On the other hand, after performing the sacrificial oxidation process, in order to more completely compensate for the damage of the trench 4 walls, the sacrificial oxide film having the same thickness is again subjected to the thermal oxidation process with the sacrificial oxide film 5 removed. It is also possible to form.

Next, as shown in FIG. 1C, a silicon nitride oxide film (SiON: 6) is deposited to a thickness of 1,000 GPa or less, preferably 500 to 1,000 GPa, over the whole by PE-CVD. One oxide film 7 selected from an O ₃ TEOS USG oxide film or a high density plasma chemical vapor deposition (HDP CVD) oxide film is deposited on the silicon oxynitride film 6 to a sufficient thickness such that (4) is completely embedded. Here, in the case of depositing the O ₃ TEOS USG oxide film as the oxide film 7, heat treatment is performed for densification thereof. In particular, in the case of depositing the HDP CVD oxide film, it is carried out at 950-1,150 ° C. and N ₂ atmosphere for densification. Heat treatment is performed for ˜60 minutes.

Then, as shown in FIG. 1D, the oxide film 7 and the silicon nitride oxide film 6 are polished by a CMP process until the pad nitride film 3 is exposed, and then, as shown in FIG. 1E. The trench isolation device isolation film 10 is formed by removing the exposed pad nitride film and the pad oxide film.

Next, as shown in FIG. 1F, an O ₃ TEOS film is deposited to a thickness of 3,000 to 10,000 Å on a semiconductor substrate 1 having a trench type device isolation film 10, and then, the C ₃ process is performed. The TEOS film is planarized to form a buried oxide film 11. Then, in order to bond the base substrate 12, which is a supporting means, to the buried oxide film 11, and to improve the bonding strength between the semiconductor substrate 1 and the base substrate 12, the temperature and the temperature of 800 ~ 950 ℃ Heat treatment is carried out for 10 to 60 minutes under ₂ or N ₂ atmosphere.
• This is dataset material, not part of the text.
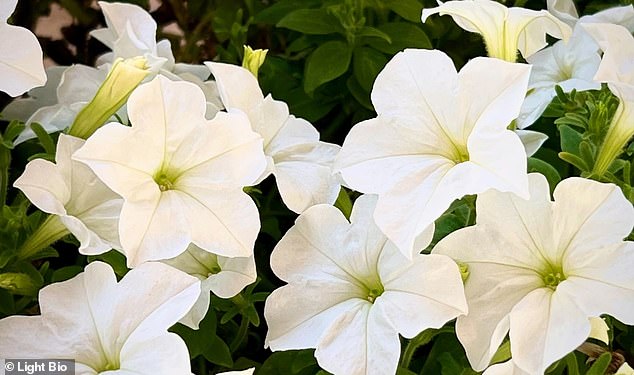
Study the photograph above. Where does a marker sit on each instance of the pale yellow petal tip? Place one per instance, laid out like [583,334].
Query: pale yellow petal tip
[253,59]
[625,369]
[599,330]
Next, as shown in FIG. 1G, the silicon nitride oxide film 6 remaining on the bottom of the trench is used as a polishing stop layer, and the back surface of the semiconductor substrate is polished by the CMP process to form the semiconductor layer 1a. Get In this case, the CMP process for obtaining the semiconductor layer 1a is performed by using a silicon nitride oxide film having excellent selectivity as the polishing stop layer, so that the semiconductor layer 1a having a uniform thickness without the occurrence of dishing is compared with the conventional one. You can get it. On the other hand, the CMP process is performed using a polishing liquid, that is, a slurry (Slurry) based on CeO ₂ or SiO ₂ .

Thereafter, as shown in FIG. 1H, the silicon nitride oxide film on the oxide film 7 embedded in the trench is removed by wet etching to obtain the SOI substrate 20 having the semiconductor layer 1a having a uniform thickness.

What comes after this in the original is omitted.